Moreover, the intensity of the lateral electrical field increases since the channel becomes relatively short as the flash memory cell is shrunk. Consequently, the hot holes have a significant effect when the channel length is shorter than 0.8 .mu.m, resulting in an inferior erasing efficiency. A split gate flash memory cell also having a short channel effect, for example when the channel length of floating gate is under 0.35 .mu.m, is easily damaged since the probability of forming hot holes is markedly increased by the lateral electrical field while erasing.
Flash memory is widely used in notebook computers, digital cameras and digital mobile telephones, etc., due to its low power consumption and rapid access. However, the number of rewritable cycles for a flash memory must be increased for further applications. At present, the number of rewritable cycles for each flash memory is about 10,000. A 1000,000-cycle flash memory is needed to fabricate a desired silicon disk driver.
The reason that the flash memory can not be erased any more after several-thousand times of rewriting is that a large amount of hot holes are captured in the tunnel oxide while erasing, and the electrical field produced by the hot holes reduces the erasing efficiency. To reduce the hot hole trap formed during erasure, the energy that the holes gained while being accelerated by the electrical field must be effectively reduced.

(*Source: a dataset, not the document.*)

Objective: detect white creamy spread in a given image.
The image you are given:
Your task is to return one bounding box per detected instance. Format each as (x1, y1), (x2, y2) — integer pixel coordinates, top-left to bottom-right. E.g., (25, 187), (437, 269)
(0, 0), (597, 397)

Conventionally, a split gate flash memory is programmed by source side injection, such as the manner disclosed in "A new flash-erase EEPROM cell with a sidewall select-gate on its source side," Technical Digest of IEEE Electron Device Meeting 1988, by Naruka et al. Refer to FIG. 2, in which the programming is performed at the source side, that is, the source 10 is grounded, a voltage of 12 volts is applied to the control gate 12, a voltage of 5 volts is applied to the drain 14, and a voltage of 1.8 volts is applied to the select gate 18, thus the electrons can be injected from the source side into the floating gate 16. Conversely, the flash memory is erased by the Fowler-Nordhelm tunneling effect at the drain side. As described above, the rewritable cycle of the flash memory cell can be reduced because the amount of hot holes being captured increases.
Further, during the period of erasure, the holes produced by band-to-band tunneling current are accelerated by the lateral electrical field and become hot holes. The hot holes are attracted by the negative voltage applied to the control gate and then move upwardly to collide with the oxide layer and form many hole traps in the oxide. The electrical field produced by the holes stimulated in the oxide layer will block the electrical field formed between the drain and the control gate. Accordingly, the electrons in the floating gate can not be discharged effectively even when a positive voltage and a negative voltage are applied to the drain and the control gate, respectively. This results in a reduction of the number of rewritable cycles for a memory cell.